Rock Wamytan, chef de file de la liste unitaire et finalement le dernier orateur du meeting du 1er Mai a insisté pour sa part sur : « Le droit à l’autodétermination est réservé pour le peuple Kanak. Pourquoi ? Car c’est notre pays qui a été colonisé le 24 septembre 1853 par l’Etat Français….Nous avons ouvert ce droit aux autres peuples sans qu’il y ait de profondes discussions. Nous l’avons fait le peuple mélanésien car nous sommes un peuple accueillant, hospitalier….Que ce soit Rock Pidjot, Pierre Declercq, Eloi Machoro, Yeiwéné Yeiwéné, ils l’ont tous dit il y a 30 ans que ce soit en France, à l’ONU, dans le Pacifique.  Le peule Kanak est un peuple mélanésien et il est prêt partager son pays avec les autres. Le droit à l’autodétermination du peuple Kanak que chacun le reconnaisse ! Que cette terre appartient avant tout aux Kanak ! »,  a scandé le grand-chef de Saint-Louis.

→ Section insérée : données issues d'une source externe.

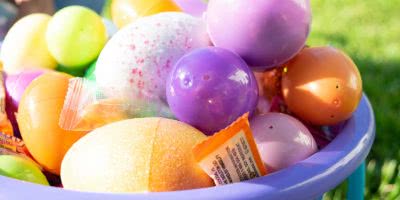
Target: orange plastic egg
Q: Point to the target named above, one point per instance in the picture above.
(38, 116)
(124, 12)
(322, 85)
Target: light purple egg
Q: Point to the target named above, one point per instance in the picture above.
(15, 85)
(210, 88)
(135, 63)
(265, 33)
(282, 140)
(193, 7)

«  Nous sommes arrivés à un tournant de notre histoire où il faut finaliser l’Accord de Nouméa, ils nous restent encore quelques années pour le faire », en insistant sur le rééquilibrage, la formation des hommes, des jeunes, la problématique de l’emploi comme l’ont évoqué les précédents orateurs, en mettant l’accent sur la finalisation de l’ADN. Bien entendu, de poser le socle de notre futur pays, en invitant la droite locale, l’Etat Français à fermer la parenthèse coloniale « mais d’ouvrir un nouveau partenariat avec la région Pacifique ».

  

 

 

Dans un ton moins sérieux mais plus festif, la journée s’est poursuivie avec l’animation musicale où divers groupes ont pu s’exprimer sur scène. Inattendue et très intéressante, une démonstration de flash freeze. C’est une sorte d’action spontanée faite par des jeunes interpellant sur un sujet quelconque, cette fois-ci ils ont encouragé les actifs d’aujourd’hui à se prendre en main. Un appel à voter massivement le dimanche 11 mai 2014 pour la liste unitaire des indépendantistes de la province Sud.